I would have liked Addington to take the questioning approach farther and use a more purer form of Socratic strategy. Questions are not as effective when they are followed by the answer and illustrative examples. Lessons are better understood and remembered when the questions arouse interest and curiosity while leading the learner to discover the answer and relish the gain of new, fresh insights. I felt the book did not meet the expectation set forth in the foreword.

Yet, despise that one small prejudice I have about the book’s teaching strategy, I feel the substance of the book and the logic of Addington’s treatment of the topic are worth the attention of any Christian committed to a lifestyle focused on God’s calling.

Click here for details about Live Like You Mean It.

(I received this book free from NavPress. I was not required to write a positive review. The opinions I have expressed are my own.)


Chasing Elephants, by Brent Crowe (NavPress)

It took me a very long time to get through this book. Not because of any complexity in language or subject, but because some portions of it made me uncomfortable. And that’s a compliment to the book.

I felt like I was back in Situational Ethics, my freshman year in college.
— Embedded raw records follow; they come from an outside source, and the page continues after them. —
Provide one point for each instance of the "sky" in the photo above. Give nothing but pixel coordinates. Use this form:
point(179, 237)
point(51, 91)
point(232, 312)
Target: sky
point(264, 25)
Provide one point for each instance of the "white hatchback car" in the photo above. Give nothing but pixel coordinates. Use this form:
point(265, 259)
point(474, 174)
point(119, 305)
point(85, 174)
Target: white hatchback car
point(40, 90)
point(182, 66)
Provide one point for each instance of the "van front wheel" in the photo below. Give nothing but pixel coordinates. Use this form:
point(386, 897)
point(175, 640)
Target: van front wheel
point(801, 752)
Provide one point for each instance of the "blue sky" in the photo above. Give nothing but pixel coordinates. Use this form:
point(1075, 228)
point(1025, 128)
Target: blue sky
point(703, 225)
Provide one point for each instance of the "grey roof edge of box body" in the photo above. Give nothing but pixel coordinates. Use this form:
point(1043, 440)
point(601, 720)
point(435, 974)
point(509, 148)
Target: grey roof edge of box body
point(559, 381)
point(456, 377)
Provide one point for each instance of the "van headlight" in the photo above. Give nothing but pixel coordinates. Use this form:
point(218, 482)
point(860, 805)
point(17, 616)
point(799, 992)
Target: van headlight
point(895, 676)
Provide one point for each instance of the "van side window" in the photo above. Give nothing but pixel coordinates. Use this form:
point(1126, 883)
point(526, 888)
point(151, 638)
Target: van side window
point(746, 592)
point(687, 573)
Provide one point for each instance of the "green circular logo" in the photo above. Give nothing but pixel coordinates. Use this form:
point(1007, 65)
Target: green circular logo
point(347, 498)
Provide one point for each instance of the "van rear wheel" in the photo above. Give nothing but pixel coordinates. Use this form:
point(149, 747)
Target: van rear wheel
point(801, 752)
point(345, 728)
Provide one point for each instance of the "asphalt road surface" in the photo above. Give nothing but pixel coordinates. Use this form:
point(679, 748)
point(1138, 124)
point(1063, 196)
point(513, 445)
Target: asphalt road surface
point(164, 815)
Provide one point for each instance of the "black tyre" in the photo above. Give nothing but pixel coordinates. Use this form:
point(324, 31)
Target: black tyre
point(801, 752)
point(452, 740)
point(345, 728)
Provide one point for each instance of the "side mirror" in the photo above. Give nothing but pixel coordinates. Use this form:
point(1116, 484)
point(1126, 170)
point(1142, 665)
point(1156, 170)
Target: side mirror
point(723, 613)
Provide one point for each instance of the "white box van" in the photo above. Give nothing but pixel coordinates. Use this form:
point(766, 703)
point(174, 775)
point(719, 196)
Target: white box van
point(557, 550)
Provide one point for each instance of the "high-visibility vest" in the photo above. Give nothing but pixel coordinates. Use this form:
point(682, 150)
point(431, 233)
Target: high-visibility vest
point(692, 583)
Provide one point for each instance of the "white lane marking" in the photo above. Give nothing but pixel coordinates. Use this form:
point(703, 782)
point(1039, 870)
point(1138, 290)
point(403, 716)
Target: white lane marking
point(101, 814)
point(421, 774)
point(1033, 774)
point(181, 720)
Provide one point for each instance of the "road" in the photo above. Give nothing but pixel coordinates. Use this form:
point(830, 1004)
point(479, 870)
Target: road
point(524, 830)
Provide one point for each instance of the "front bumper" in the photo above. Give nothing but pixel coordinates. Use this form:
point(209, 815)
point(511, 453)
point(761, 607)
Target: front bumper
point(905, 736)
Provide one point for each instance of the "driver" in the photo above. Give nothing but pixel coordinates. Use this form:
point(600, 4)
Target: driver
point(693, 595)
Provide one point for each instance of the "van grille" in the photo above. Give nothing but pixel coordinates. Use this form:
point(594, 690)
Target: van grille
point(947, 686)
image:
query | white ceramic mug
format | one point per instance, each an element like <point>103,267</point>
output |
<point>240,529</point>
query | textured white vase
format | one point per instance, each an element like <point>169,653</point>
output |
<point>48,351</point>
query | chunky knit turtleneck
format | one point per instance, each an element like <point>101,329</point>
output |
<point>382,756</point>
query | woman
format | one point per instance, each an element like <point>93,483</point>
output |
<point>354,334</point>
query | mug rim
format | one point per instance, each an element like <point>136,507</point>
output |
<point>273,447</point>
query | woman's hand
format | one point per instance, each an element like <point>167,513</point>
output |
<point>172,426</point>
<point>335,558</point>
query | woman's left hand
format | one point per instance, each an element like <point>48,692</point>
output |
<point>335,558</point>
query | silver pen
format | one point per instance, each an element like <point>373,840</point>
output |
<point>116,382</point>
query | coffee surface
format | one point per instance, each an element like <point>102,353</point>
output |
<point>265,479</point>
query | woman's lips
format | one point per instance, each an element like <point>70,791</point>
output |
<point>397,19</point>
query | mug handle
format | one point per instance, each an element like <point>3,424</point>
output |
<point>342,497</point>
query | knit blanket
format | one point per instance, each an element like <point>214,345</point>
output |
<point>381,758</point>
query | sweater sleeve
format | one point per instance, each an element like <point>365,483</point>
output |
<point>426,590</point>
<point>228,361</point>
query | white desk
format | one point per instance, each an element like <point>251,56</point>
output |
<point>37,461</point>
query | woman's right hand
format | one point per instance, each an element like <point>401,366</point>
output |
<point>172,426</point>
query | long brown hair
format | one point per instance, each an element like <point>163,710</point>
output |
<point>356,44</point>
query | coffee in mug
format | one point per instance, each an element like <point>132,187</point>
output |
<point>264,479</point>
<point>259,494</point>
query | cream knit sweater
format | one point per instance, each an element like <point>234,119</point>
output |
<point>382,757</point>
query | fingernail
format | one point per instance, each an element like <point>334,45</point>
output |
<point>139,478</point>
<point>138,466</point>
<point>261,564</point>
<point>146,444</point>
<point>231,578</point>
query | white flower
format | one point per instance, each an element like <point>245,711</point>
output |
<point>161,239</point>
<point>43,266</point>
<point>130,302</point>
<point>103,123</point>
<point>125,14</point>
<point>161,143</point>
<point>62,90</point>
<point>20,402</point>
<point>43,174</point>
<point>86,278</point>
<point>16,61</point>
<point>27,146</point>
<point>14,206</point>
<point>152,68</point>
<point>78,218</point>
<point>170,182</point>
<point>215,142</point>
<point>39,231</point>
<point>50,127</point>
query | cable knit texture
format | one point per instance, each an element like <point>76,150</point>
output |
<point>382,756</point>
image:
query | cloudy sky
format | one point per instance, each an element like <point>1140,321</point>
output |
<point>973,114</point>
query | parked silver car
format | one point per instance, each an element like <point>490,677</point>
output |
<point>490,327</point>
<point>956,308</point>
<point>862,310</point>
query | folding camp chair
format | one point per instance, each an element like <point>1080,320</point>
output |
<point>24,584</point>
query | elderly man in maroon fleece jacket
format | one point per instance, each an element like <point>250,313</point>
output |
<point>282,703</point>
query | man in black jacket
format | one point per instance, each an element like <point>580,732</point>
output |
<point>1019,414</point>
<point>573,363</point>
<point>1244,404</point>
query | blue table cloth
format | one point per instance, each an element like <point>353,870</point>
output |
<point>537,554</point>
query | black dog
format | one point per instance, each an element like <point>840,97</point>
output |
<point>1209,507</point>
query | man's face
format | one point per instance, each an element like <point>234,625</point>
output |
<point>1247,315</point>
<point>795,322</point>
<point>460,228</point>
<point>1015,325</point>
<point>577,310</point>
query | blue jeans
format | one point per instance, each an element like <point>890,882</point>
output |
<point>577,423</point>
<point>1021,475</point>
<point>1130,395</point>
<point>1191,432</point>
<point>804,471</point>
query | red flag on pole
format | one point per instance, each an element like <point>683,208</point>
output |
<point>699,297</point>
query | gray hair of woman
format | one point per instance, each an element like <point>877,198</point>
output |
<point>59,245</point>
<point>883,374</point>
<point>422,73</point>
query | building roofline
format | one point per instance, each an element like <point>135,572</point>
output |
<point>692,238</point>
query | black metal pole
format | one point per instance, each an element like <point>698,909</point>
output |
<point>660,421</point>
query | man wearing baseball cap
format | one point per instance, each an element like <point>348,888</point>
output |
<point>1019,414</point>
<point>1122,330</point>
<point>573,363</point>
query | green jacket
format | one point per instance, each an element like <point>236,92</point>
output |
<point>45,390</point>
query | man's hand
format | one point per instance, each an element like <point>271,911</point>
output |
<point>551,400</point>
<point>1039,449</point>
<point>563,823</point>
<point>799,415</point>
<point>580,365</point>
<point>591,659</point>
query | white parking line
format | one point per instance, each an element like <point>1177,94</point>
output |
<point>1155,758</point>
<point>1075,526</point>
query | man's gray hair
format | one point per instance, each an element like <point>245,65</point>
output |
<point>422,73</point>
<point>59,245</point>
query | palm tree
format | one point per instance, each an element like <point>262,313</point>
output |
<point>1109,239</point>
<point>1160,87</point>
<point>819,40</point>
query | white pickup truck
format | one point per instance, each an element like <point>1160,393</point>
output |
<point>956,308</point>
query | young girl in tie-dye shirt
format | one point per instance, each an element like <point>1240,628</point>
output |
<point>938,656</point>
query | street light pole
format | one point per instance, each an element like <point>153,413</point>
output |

I was forced to confront my reasons for the choices and decisions I make as a Christian. I found myself questioning the boundaries of my Christian lifestyle that have been erected by my church, my community, my family and myself. A conservative, third-generation Seventh-day Adventist, I have a lot of these boundaries–restrictions on lifestyle, diet, entertainment. I even have some that are self-inflicted.

So when Crowe compared boundaries in the Christian life with the plastic covers on electrical outlets, I squirmed a little, and began to question my Christian lifestyle. Do the restrictions of my conservative Adventist culture define who I am as Christian? Or are these boundaries merely curbs that enclose me in a community of faith, of like-minded people who support me in my spiritual growth?  Do I live the Adventist lifestyle because my church expects me to or because it is my personal decision made with the freedom I have to choose? And if boundaries are indeed comparable to the plastic protectors on electrical outlets, are they not as pertinent after a certain point in my spiritual growth?

So, yes, the book was a difficult read for someone like me who has lived by the book and its rules. To question the why behind the things I do, to dilly dally in the greys of  Christian lifestyle is not my favorite pastime. Yet, the book was good for me. After all the probing and questioning, I was glad that it solidified my belief system.

While Crowe’s thoughts about and interpretation of some biblical passages differ from mine, I appreciate the basic principles he lays out that help the reader choose for himself a biblical approach to sticky situations and grey areas. Without forcing his theology on you, he helps you find the solution.

Did the book make a difference in my life? No, it didn’t. It was more like a visit to the doctor’s office for an annual exam–you think you’re doing okay, but you’re not sure until the results are in. Reading the book was an exercise in re-examining who I am,  and I was satisfied with the result. That however would not have been the case had I read this book 20 years ago.

Where were you, Brent Crowe, when I was younger chasing elephants by the herds?

(I received this book free from NavPress. I was not required to write a positive review. The opinions I have expressed are my own.)